On Mon, Jul 26, 2021 at 1:11 PM Kyle Bendickson
<[email protected]> wrote:

> Hi @Pavan @Panos,
>
> In case that link isn’t working, here’s the stack trace from the NPE
> during the specific test. I was trying to get my debugger to step through
> it, but I’m having issues with IntelliJ using the correct sources when I
> use the debugger. I might have to nuke all of my gradle dependencies and
> then start over.
>
> Here’s a link to the specific code for the test that is throwing the NPE <
> https://github.com/kbendick/iceberg/blob/b58d9064b2839989d15b9e0ca0192eb077367c33/flink/src/test/java/org/apache/iceberg/flink/data/TestFlinkOrcReaderWriter.java#L81-L92
> >
>
> And here’s a link to the actual test in the super class that is causing
> it. <
> https://github.com/kbendick/iceberg/blob/b58d9064b2839989d15b9e0ca0192eb077367c33/data/src/test/java/org/apache/iceberg/data/DataTest.java#L134-L171
> >
>
> If you want to test it out yourself, you can clone my repo, check out the
> `upgrade-orc-to-170-test` branch, and then run the test.
>
> $ git clone [email protected]:kbendick/iceberg.git && cd iceberg && git
> checkout upgrade-orc-to-170-test && ./gradlew iceberg-flink:test
>
> I will try to get my debugger working so I can actually further
> investigate. The test does fail in CLIl, but my debugger environment is
> having issues and using older sources.
>
> Thanks, Kyle
>
> Stack trace of failure:
>
> org.apache.iceberg.flink.data.TestFlinkOrcReaderWriter > testMixedTypes
> FAILED
> 7550
>  <
> https://github.com/kbendick/iceberg/pull/42/checks?check_run_id=3095034630#step:6:7550>
>   java.lang.NullPointerException
> 7551
>  <
> https://github.com/kbendick/iceberg/pull/42/checks?check_run_id=3095034630#step:6:7551>
>       at
> org.apache.orc.impl.PhysicalFsWriter.writeFileMetadata(PhysicalFsWriter.java:416)
> 7552
>  <
> https://github.com/kbendick/iceberg/pull/42/checks?check_run_id=3095034630#step:6:7552>
>       at org.apache.orc.impl.WriterImpl.writeMetadata(WriterImpl.java:575)
> 7553
>  <
> https://github.com/kbendick/iceberg/pull/42/checks?check_run_id=3095034630#step:6:7553>
>       at org.apache.orc.impl.WriterImpl.writeFooter(WriterImpl.java:640)
> 7554
>  <
> https://github.com/kbendick/iceberg/pull/42/checks?check_run_id=3095034630#step:6:7554>
>       at org.apache.orc.impl.WriterImpl.close(WriterImpl.java:732)
> 7555
>  <
> https://github.com/kbendick/iceberg/pull/42/checks?check_run_id=3095034630#step:6:7555>
>       at
> org.apache.iceberg.orc.OrcFileAppender.close(OrcFileAppender.java:127)
> 7556
>  <
> https://github.com/kbendick/iceberg/pull/42/checks?check_run_id=3095034630#step:6:7556>
>       at
> org.apache.iceberg.flink.data.TestFlinkOrcReaderWriter.writeAndValidate(TestFlinkOrcReaderWriter.java:61)
>
>
> 
>
> Kyle Bendickson
> Software Engineer
> Apple
> ACS Data
> One Apple Park Way,
> Cupertino, CA 95014, USA
> [email protected]
>
> This email and any attachments may be privileged and may contain
> confidential information intended only for the recipient(s) named above.

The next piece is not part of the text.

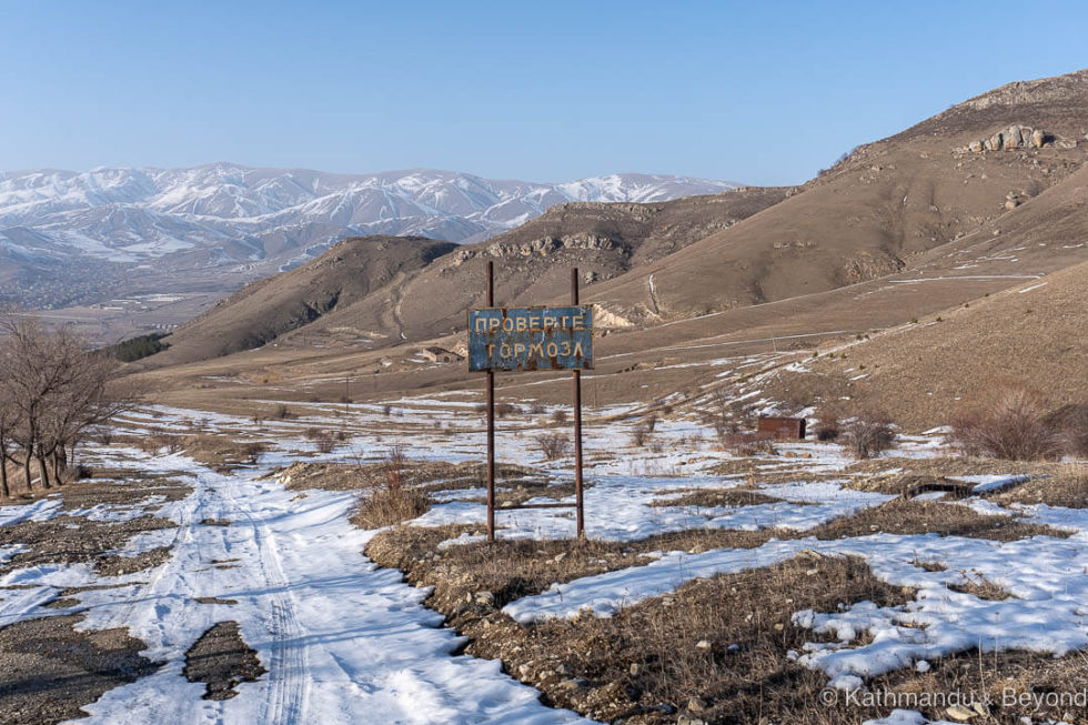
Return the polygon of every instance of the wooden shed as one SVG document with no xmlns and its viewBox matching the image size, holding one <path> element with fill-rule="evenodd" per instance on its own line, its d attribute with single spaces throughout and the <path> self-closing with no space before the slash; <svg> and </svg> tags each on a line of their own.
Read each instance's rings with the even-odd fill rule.
<svg viewBox="0 0 1088 725">
<path fill-rule="evenodd" d="M 805 419 L 760 416 L 756 431 L 768 433 L 776 441 L 804 441 Z"/>
</svg>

> Any other distribution, forwarding, copying or disclosure of this message
> is strictly prohibited. If you have received this email in error, please
> notify me immediately by telephone or return email, and delete this message
> from your system.
>
>
> > On Jul 26, 2021, at 9:18 AM, Pavan Lanka <[email protected]>
> wrote:
> >
> > @Panos,
> >
> > Here is the link to the specific failure for NPE.
> > https://github.com/kbendick/iceberg/runs/3156762084#step:6:7499
> >
> > I will also try to take a look at this today to see what is causing this.
> >
> > Regards,
> > Pavan
> >
> >> On Jul 26, 2021, at 8:30 AM, Panos Garefalakis <[email protected]>
> wrote:
> >>
> >> Thanks both for keeping us posted!
> >> Seems like we are going to need another Storage-api release to fix the
> >> dependency issue that was discovered recerntly.
> >> @Kyle Regarding the HT dictionary regression -- seems to be quite
> critical.
> >> Can you please point to the actual failing test? I could only find build
> >> failures in the logs..
> >> Regarding the JMH benchmarks, I am a happy user myself --
> >> *ORCWriterBenchMark* was created for this very reason.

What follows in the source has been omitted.